More generally for any segment $s$ and any angle $\theta$ the set of points from which $s$ occupies exactly an angle of $\theta$ in the field of view is the union of two circle arcs. This follows from the Inscribed Angle Theorem.
In hyperbolic geometry Thales' theorem is false. In fact, there is a distance $d > 0$ such that if you are at distance $d$ from a geodesic then the whole thing occupies exactly $90$ degrees in your field of view. Therefore on a circle of radius $d$ or more there are points from which a diameter occupies less than $90$ degrees.
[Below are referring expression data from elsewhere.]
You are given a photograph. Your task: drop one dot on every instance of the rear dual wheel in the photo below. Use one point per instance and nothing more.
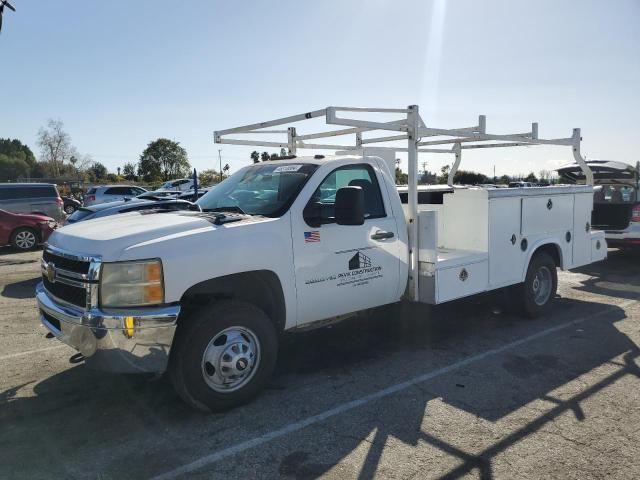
(223, 355)
(540, 285)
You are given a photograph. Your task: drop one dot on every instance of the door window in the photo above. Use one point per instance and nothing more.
(322, 203)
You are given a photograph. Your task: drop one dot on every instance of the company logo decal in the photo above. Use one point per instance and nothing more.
(311, 237)
(361, 271)
(51, 272)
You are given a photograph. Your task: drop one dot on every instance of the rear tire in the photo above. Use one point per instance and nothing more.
(24, 239)
(223, 355)
(540, 285)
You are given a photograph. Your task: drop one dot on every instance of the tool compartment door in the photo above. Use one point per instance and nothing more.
(547, 214)
(583, 205)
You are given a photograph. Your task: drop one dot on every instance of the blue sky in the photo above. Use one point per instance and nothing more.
(120, 74)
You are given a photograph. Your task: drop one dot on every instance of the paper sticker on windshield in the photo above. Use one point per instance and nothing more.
(287, 168)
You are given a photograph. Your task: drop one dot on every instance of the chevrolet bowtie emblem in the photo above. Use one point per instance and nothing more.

At least in the case of a geodesic the set of points from which it occupies $90$ degrees is a nice and well known curve (i.e. an equidistant: a curve at a fixed distance from a geodesic). In fact the curve is even an Euclidean circle arc in either the Poincaré disk or the upper half-plane model.
My question is the following: Given a finite segment $s$ in the hyperbolic plane, what does the set of points from which the segment occupies exactly $90$ degrees look like? Is it a well known curve? Has it appeared or been used in relation to other questions?
Also one can ask the same questions for a general angle $\theta$.
Edit: Just realized this is has been asked before on MO. Sorry.